Verlust des Hinterlandes

Sie alle kennen wohl das Schlagwort „Hamburgs Hinterlandsverlust.“ Was heißt das? Durch den Eisernen Vorhang hat Hamburg 50 % seines natürlichen europäischen Hinterlandes eingebüßt. Der Hafen Hamburg atmet seitdem nur auf einem Lungenflügel. Das wird durch die Umschlagsergebnisse bestätigt: Im Jahre 1951 haben wir mit einem Verkehrsaufkommen von 14,2 Millionen Tonnen nur 60 % des Standes von 1936 erreicht, während alle unsere Konkurrenten an der kontinentalen Nordseeküste den Vorkriegsumschlag bereits erheblich überschreiten konnten. Lässt man die lohnintensiven Massengüter Kohle, Getreide, Öle und Erze außer Acht, so ergibt sich für Hamburg auf der Basis von 1936 ein Index von knapp 50 %, für Bremen ein Index von 95 %, für Rotterdam von 111 % und für Antwerpen von 125%.
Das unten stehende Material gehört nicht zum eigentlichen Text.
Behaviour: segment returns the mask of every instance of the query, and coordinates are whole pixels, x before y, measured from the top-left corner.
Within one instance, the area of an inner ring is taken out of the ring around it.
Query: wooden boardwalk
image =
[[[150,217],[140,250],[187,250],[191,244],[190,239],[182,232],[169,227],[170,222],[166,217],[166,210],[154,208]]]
Neben den starken Verkehrsrückgängen von und nach der heutigen Sowjetzone und der Tschechoslowakei sind die Totalverluste in der Durchfuhr von und nach Ungarn, Rumänien und Polen besonders einschneidend. Auch dem deutschen Schiffsverkehr über See hat die Zonengrenze Schranken gesetzt. 1951 wurde von Hamburg aus nur ein Siebentel der früheren Reisen nach ostdeutschen Seehäfen gefahren. Aber besonders schwere Einbußen hat die Binnenschifffahrt zu verzeichnen. Von der ehemals stattlichen Flotte auf der Elbe mit fast 1,5 Millionen Tonnen ist uns nur die Hälfte verblieben. Die verhängnisvolle Zerreißung des Fluss- und Kanalnetzes durch Blockierung der Kanalverbindungen Hamburgs mit dem mittel- und westdeutschen Raum hat bewirkt, dass die heimische Binnenschifffahrt nicht mehr ausgelastet ist und ihre Existenz durch Abwanderungen vornehmlich zum Rhein zu retten sucht. Nicht weniger als 250.000 Tonnen sind so bereits aus dem Hamburger Raum abgewandert; Neubauten werden größtenteils gar nicht mehr hier, sondern gleich auf dem Rhein eingesetzt. Ganz speziellen Schwierigkeiten steht die Fischwirtschaft gegenüber. Während 1938 rund 38.000 Tonnen Fisch in die mittel- und ostdeutschen Gebiete geliefert wurden, sind 1951 nur knapp 7.000 Tonnen in die Sowjetzone und etwa 10.000 Tonnen nach West-Berlin verschickt worden. Auch der Straßengüterverkehr meldet bekanntlich fortlaufend neue Behinderungen: Verweigerung der Abstempelung von Warenbegleitscheinen, Beschlagnahmen, Einstellung von Lieferungen nach Berlin, Straßenbenutzungsgebühren u. a. m.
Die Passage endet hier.